Breaking up is hard to do. Unless you have facebook.

I read an article this weekend, and it honestly escapes me exactly where, about a workshop held for teenagers regarding healthy breakups. I thought this was a pretty novel concept, given that I had no idea how to handle my first breakup, at seventeen years old. I treated it as some sort of death, walking around in a haze, assured my life was over. Given, I know now that this is how most young people treat that first experience, having nothing to compare it to. But how nice it would’ve been to have peer-driven dialogue and objective facilitation on the topic. I would’ve loved to have known that it was normal for me to be reduced to snot and tears at the discovery of a left-behind t-shirt (tie dye, by the way-ew), or to feel like my stomach was going to explode at the inadvertent eye contact made in a high school hallway with the Dreaded Ex. But these feelings blindsided me. I had no idea what to expect. And let me tell you, it sucked.

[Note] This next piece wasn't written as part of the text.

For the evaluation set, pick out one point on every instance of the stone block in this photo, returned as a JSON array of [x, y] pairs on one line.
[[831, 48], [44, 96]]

However, the Dreaded Ex became less dreadful, and eventually, an acquaintance. And the stinging memory of it became sort of laughable, in that God, I was ridiculous sort of way. And, on life goes. But man, do kids now have so many more tools at their disposal, when it’s time to cut someone loose. Or, to simply torture said partner with, until they are driven to end the relationship. I would have never, EVER survived high school, if texting and facebook existed. I mean, how do kids focus on anything besides the intracacies of electronic high school relationship betrayal? One boy interviewed for the article said that when it’s time to dump a girl, he simply changes his facebook relationship status to “single”, leaving the young woman in question to discover this on her own (unless a meddling concerned third party discovers it first, during which time he/she will eagerly share the information). A number of the kids felt it was completely appropriate to end a relationship this way, or via text message. Are you kidding me? Look, I’m as non-confrontational as the next person (perhaps more so), but I feel like this is one of the times in life when you DESERVE to be uncomfortable. After all, you’re about to inflict emotional pain (and possible weight gain, depending on whether they decide to eat their feelings) on another person, so a few minutes of awkward, frank conversation is a fair trade, I’d say. People are owed that.

As I read along, I realized-kids don’t need a healthy breakups workshop, they need a healthy social skills workshop. And tech-savvy adults need a refresher course. Life is so embedded in electronics and technology that people are losing their ability to connect in real life with the people on the other side of the screen. And that extends way beyond childish breakup moves-these are practices that are becoming ingrained as normal and more or less universally acceptable. I myself am even guilty of it-I admit that I would much rather conduct a conversation via email, than telephone. It’s something I have to constantly be aware of, and move past. And don’t even get me started on the feelings I have when I misplace my iPhone. It’s shaming.

So, my thoughts are this: look away from the bright light (of a backlit screen) once in awhile. Make some eye contact, have a conversation. Read social subtleties, instead of trying to piece together someone’s tone via text. I think we’d be surprised to discover that our counterparts on this earth are (mostly )pretty amazing in real life. And kids-as hard as it is, take the time to tell your girlfriend or boyfriend that you’re making out with their best friend,face-to-face. It’ll make you feel like slightly less of a dirtball, and will provide you with the right amount of conscience-battering you deserve. Don’t make them wait to find out until they update their status feed.